Python Memory Manager

greg greg at cosc.canterbury.ac.nz
Mon Feb 18 02:14:18 EST 2008


Paul Rubin wrote:

> As I understand it, Python primarily uses reference counting, with a
> mark and sweep scheme for cycle breaking tacked on as an afterthought.

It's not mark-and-sweep, it's a cycle detector. It goes through
all allocated objects of certain types, and all objects reachable
from those objects, trying to find sets of objects whose reference
counts are all accounted for by references within the set. Then
it picks an arbitrary object in each set and clears all the
references from that object. This breaks the cycle, and allows all
the objects in it to be reclaimed by their reference counts
dropping to zero.

(There's some kind of generational scheme in there as well,
I think, but I don't know the details.)

In a sense, this is the opposite of mark-and sweep. A mark-and-
sweep collector assumes that everything is garbage unless it
can be proven that it's not.

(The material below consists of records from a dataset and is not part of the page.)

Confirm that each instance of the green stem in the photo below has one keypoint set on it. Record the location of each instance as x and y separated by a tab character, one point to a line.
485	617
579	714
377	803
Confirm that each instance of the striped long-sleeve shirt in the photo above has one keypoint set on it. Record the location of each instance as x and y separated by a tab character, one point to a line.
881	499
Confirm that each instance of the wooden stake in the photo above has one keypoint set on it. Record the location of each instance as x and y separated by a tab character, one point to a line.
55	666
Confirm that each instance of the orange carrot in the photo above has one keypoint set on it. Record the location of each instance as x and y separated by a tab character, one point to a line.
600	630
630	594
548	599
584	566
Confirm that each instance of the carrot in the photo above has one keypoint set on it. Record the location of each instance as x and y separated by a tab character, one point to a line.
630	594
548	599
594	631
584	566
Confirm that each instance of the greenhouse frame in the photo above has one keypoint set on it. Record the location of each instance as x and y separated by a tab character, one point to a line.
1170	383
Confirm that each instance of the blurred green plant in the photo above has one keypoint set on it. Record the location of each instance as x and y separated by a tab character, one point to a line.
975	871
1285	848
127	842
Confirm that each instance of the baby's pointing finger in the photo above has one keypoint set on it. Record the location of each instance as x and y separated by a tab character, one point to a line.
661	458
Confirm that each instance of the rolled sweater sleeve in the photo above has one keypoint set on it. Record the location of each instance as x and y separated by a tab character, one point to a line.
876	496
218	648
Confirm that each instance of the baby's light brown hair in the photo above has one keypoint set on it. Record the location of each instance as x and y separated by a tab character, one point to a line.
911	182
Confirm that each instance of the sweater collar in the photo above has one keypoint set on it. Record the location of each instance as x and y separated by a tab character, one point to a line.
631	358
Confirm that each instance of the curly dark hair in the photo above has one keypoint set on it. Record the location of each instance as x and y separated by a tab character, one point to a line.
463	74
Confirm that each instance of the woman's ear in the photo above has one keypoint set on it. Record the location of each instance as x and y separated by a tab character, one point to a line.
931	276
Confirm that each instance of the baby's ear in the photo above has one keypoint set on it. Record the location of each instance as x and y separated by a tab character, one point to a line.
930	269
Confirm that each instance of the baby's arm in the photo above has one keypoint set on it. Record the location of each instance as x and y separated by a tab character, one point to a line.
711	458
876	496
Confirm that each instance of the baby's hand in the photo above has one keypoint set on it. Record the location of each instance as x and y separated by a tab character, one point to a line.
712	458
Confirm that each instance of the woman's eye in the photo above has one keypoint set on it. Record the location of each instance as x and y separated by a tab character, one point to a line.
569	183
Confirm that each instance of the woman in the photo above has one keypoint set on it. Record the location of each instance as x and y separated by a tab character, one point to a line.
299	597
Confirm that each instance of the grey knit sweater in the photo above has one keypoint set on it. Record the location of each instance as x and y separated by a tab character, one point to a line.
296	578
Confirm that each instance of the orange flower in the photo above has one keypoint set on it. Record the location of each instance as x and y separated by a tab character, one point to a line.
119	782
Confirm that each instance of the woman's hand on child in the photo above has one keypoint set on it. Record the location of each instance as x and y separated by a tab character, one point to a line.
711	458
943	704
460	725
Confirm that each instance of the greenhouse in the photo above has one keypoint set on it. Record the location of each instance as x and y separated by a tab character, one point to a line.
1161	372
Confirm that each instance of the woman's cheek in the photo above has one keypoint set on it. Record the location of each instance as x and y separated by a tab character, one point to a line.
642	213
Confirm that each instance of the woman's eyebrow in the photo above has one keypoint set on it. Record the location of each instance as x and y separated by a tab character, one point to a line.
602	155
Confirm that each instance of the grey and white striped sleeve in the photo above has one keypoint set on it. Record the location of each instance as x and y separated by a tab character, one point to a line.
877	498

Python's cycle detector, on the other
hand, assumes that nothing is garbage unless it can be proven
that it is.

An advantage of this refcount/cycle detection scheme is that
there is no "root set" that must be maintained at all costs.
This makes it fairly easy to interface Python with external
libraries that have their own notions of how to manage memory.

> It doesn't move objects in memory during GC so you can get
> fragmentation.

It never moves PyObject structs, but variable-sized objects
such as lists have their contents stored in a separate block
of memory, that can be moved when its size changes.